Itâs not that consumers hadnât benefited from the lower prices available online. They had. But some of the deals werenât nearly as good as they seemed to be. And for some people, glee began to give way to a vague suspicion that maybe they were getting ripped off. In 2007, a California man named Marc Ecenbarger thought he had scored when he found a patio set--list price $999--selling on Overstock.com for $449.99. He bought two, unpacked them, then discovered--courtesy of a price tag left on the packaging--that Walmartâs normal price for the set was $247. His fury was profound. He complained to Overstock, which offered to refund him the cost of the furniture.
But his experience was later used as evidence in a case brought by consumer-protection attorneys against Overstock for false advertising, along with internal emails in which an Overstock employee claimed it was commonly known that list prices were âegregiously overstated.â
In 2014, a California judge ordered Overstock to pay $6.8 million in civil penalties. (Overstock has appealed the decision.) The past year has seen a wave of similar lawsuits over phony list prices, reports Bonnie Patten, the executive director of TruthinAdvertising.org. In 2016, Amazon began to drop most mentions of âlist price,â and in some cases added a new reference point: its own past price.

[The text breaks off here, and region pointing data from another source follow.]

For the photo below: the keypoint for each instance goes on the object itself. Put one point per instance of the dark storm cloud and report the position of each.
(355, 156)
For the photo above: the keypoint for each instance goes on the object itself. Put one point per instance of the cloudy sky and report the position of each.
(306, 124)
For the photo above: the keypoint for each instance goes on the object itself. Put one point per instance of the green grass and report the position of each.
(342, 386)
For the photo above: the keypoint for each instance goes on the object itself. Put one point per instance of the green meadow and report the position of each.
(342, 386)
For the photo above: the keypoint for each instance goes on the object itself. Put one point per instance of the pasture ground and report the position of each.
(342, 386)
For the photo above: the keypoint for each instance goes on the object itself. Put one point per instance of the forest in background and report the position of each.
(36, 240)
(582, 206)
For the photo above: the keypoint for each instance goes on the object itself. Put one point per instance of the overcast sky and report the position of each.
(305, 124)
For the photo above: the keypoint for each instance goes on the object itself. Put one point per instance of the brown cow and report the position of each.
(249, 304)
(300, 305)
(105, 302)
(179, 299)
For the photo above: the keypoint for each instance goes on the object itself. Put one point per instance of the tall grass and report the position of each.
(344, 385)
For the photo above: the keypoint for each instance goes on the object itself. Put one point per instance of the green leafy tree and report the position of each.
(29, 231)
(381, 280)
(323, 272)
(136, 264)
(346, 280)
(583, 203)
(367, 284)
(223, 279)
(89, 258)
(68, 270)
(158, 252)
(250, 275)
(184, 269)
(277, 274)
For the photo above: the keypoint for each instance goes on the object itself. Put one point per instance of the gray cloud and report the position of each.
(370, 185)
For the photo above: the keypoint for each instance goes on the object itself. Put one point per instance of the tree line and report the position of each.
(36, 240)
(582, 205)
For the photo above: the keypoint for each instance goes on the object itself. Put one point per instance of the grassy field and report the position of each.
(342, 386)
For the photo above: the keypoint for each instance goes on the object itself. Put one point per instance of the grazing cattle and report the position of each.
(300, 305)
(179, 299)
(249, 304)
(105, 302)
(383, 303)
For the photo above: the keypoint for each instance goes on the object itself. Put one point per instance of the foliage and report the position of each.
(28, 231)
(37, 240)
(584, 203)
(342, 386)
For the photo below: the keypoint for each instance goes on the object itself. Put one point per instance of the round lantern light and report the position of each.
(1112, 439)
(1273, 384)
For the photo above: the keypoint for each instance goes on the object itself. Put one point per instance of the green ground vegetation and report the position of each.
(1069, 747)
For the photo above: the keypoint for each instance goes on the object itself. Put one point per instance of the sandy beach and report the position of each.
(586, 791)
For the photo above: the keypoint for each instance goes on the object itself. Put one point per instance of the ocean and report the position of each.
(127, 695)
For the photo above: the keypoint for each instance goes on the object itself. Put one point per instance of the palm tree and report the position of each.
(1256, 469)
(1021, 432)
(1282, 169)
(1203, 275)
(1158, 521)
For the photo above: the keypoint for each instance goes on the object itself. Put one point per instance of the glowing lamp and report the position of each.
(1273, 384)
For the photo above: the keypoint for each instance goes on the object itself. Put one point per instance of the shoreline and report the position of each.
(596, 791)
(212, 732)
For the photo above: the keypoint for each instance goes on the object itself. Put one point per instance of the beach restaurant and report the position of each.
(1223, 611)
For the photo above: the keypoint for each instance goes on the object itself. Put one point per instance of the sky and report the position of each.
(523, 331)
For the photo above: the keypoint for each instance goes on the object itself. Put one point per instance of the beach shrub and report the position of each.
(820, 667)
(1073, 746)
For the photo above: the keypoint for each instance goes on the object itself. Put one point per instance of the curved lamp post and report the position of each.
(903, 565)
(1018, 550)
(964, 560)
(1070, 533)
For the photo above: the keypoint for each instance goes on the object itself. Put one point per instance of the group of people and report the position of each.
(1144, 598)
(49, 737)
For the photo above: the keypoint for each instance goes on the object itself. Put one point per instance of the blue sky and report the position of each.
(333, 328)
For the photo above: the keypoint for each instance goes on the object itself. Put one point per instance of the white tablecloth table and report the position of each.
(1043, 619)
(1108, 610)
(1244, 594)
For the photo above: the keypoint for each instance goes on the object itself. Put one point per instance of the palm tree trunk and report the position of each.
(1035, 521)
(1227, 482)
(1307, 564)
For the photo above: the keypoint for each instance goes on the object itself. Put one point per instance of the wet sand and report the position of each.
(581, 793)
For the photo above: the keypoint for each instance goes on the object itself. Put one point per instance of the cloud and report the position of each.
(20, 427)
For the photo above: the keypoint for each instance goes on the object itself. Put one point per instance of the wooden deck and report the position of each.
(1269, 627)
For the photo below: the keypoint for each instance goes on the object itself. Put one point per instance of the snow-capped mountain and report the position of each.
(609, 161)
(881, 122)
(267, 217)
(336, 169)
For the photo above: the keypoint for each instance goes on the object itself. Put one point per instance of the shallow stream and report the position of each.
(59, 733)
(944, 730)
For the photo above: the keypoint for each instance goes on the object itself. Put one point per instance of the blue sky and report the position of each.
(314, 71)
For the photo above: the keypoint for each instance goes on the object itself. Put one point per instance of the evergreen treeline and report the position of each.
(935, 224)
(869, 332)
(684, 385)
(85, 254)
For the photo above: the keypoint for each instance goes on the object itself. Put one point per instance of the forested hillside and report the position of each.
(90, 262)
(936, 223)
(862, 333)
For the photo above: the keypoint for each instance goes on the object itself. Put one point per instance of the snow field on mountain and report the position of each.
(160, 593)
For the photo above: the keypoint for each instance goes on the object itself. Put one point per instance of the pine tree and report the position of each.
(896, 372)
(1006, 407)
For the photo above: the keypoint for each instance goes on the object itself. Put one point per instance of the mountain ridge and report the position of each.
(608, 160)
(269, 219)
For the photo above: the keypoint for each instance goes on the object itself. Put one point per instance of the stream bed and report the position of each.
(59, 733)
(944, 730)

This could be seen as the final stage of decay of the old one-price system. Whatâs replacing it is something that most closely resembles high-frequency trading on Wall Street. Prices are never âsetâ to begin with in this new world. They can fluctuate hour to hour and even minute to minute--a phenomenon familiar to anyone who has put something in his Amazon cart and been alerted to price changes while it sat there. A website called camelcamelcamel.com even tracks Amazon prices for specific products and alerts consumers when a price drops below a preset threshold. The price history for any given item--Classic Twister, for example--looks almost exactly like a stock chart. And as with financial markets, flash glitches happen. In 2011, Peter A. Lawrenceâs The Making of a Fly (paperback edition) was briefly available on Amazon for $23,698,655.93, thanks to an algorithmic price war between two third-party sellers that had run amok.
Especially in challenging economic times, creative pricing strategies may help you to increase profit while your competitors suffer from revenue drops.
Especially in challenging economic times, creative pricing strategies may help you to increase profit while your competitors suffer from revenue drops.